If you happen to be in Austin between now and August 3rd, you might want to check out this exhibit at UT's The Harry Ransom Center:
Featuring more than 250 items drawn from across the Ransom Center's collections, the exhibition will take visitors on a journey through the cities, landscapes and communities that fostered and shaped the most important works of the Beat Generation, from the early 1940s to the mid-1960s. The exhibition runs from Feb. 5 to Aug. 3 in the Ransom Center Galleries at The University of Texas at Austin.
Jack Kerouac's scroll manuscript of "On the Road," on loan from the collection of Jim Irsay, will be on display from March 7 through June 1. The first 48 feet of this 120-foot "page" will be visible in the gallery.
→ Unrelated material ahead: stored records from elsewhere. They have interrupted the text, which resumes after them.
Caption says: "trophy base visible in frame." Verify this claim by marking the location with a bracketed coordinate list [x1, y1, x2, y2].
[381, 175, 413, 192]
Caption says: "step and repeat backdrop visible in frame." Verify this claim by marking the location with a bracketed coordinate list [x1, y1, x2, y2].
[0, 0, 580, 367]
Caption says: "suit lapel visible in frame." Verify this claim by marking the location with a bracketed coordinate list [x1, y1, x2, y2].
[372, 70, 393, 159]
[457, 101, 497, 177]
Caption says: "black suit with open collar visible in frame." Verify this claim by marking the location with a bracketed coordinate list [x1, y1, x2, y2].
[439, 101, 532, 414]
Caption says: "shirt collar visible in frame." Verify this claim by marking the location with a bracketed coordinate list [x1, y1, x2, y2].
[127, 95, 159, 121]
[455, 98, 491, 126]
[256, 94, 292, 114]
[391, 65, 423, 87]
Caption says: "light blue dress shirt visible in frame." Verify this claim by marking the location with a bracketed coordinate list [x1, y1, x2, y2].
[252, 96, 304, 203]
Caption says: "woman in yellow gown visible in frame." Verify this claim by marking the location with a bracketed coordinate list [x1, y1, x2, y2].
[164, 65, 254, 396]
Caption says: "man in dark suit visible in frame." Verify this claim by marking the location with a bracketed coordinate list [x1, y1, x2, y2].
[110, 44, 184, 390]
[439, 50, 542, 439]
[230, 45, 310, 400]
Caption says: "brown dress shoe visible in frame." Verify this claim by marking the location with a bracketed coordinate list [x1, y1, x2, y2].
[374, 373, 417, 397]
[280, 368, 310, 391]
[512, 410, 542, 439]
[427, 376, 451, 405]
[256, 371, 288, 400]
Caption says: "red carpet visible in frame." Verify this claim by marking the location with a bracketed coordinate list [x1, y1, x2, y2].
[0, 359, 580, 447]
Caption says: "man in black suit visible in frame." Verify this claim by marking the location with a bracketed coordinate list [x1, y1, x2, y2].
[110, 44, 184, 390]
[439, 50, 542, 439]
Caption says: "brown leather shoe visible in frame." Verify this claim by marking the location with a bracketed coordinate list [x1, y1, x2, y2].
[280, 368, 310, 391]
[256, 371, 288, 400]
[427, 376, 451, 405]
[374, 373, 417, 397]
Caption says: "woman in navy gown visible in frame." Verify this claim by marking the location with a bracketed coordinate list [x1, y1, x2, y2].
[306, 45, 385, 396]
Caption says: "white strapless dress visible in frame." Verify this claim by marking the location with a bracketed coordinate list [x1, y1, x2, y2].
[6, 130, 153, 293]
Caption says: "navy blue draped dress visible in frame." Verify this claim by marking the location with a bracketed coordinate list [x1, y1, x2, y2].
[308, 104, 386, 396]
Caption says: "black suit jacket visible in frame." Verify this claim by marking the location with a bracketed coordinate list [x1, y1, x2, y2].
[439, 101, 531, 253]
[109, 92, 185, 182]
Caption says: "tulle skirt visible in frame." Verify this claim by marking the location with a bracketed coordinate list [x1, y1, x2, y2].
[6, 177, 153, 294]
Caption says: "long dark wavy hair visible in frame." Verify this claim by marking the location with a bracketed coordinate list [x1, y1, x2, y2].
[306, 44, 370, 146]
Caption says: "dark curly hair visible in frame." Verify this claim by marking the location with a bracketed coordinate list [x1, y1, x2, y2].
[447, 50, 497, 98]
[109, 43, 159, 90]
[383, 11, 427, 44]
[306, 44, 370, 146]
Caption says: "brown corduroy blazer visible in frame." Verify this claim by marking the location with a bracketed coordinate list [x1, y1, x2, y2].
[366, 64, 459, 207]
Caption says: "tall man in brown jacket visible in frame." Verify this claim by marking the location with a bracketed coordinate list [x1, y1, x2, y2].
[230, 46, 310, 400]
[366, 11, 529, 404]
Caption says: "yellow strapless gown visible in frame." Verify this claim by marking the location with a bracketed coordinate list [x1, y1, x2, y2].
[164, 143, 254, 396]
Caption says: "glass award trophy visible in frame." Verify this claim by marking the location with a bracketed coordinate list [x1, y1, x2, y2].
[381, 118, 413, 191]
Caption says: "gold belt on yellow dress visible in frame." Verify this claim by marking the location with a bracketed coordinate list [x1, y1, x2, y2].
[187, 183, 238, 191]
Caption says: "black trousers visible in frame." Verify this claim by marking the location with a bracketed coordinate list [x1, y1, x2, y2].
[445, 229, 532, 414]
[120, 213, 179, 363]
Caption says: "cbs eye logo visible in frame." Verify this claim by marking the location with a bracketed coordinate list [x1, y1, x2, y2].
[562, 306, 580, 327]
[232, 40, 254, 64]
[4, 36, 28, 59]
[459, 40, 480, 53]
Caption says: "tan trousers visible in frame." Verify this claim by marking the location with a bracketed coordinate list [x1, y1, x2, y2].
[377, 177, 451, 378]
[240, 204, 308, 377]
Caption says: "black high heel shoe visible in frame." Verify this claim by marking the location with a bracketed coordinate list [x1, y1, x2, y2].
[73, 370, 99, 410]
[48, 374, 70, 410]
This visually stunning first draft has no paragraph or chapter breaks, and the characters are referred to by their real names.
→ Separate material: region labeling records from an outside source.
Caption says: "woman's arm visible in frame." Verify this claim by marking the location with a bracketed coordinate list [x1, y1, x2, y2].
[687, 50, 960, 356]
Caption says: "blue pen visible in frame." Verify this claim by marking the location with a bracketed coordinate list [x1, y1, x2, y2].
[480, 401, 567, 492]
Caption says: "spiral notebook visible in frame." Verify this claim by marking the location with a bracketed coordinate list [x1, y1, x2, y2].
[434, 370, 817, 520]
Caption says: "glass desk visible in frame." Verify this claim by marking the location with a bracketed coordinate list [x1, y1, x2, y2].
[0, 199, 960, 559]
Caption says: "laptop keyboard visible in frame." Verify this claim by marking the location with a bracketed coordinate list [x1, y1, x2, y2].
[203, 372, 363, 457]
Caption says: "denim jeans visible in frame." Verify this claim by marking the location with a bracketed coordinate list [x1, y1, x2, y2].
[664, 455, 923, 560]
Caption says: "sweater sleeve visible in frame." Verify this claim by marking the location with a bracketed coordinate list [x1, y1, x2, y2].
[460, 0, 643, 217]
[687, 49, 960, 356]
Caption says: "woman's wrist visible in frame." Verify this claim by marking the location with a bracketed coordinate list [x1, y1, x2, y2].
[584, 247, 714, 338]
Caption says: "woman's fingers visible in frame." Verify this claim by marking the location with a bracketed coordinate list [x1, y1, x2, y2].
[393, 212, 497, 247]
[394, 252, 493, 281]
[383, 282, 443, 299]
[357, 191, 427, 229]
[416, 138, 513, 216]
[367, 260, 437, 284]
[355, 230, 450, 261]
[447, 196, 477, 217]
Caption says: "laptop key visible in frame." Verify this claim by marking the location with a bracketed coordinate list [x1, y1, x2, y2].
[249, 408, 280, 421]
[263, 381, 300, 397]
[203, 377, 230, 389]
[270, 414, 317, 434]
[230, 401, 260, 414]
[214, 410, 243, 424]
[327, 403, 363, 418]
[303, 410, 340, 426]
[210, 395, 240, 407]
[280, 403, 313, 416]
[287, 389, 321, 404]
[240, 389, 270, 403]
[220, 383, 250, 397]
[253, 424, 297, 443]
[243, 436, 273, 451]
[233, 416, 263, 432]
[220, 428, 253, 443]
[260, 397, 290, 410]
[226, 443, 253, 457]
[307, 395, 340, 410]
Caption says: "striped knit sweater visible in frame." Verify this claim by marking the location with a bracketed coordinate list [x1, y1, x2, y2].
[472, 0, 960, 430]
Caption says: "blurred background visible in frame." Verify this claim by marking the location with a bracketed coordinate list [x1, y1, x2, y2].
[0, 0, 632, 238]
The exhibition is drawn from the Center's extensive Beat holdings, which include letters from Ginsberg to Kerouac, "cut-up" manuscripts by Burroughs, the draft of Cassady's memoir of his childhood riding the rails with his father in Colorado, the papers of Corso and a 1948-1949 notebook in which Kerouac recorded notes for his novel-in-progress, "On the Road."
Other highlights include first editions of Beat publications, issues of Wallace Berman's experimental magazine "Semina," Larry Rivers's study for a portrait of Kerouac and prints by the poet and artist Kenneth Patchen.
You can also complete the "Are You a Beatnik" questionnaire for a chance to win a private tour of the exhibit.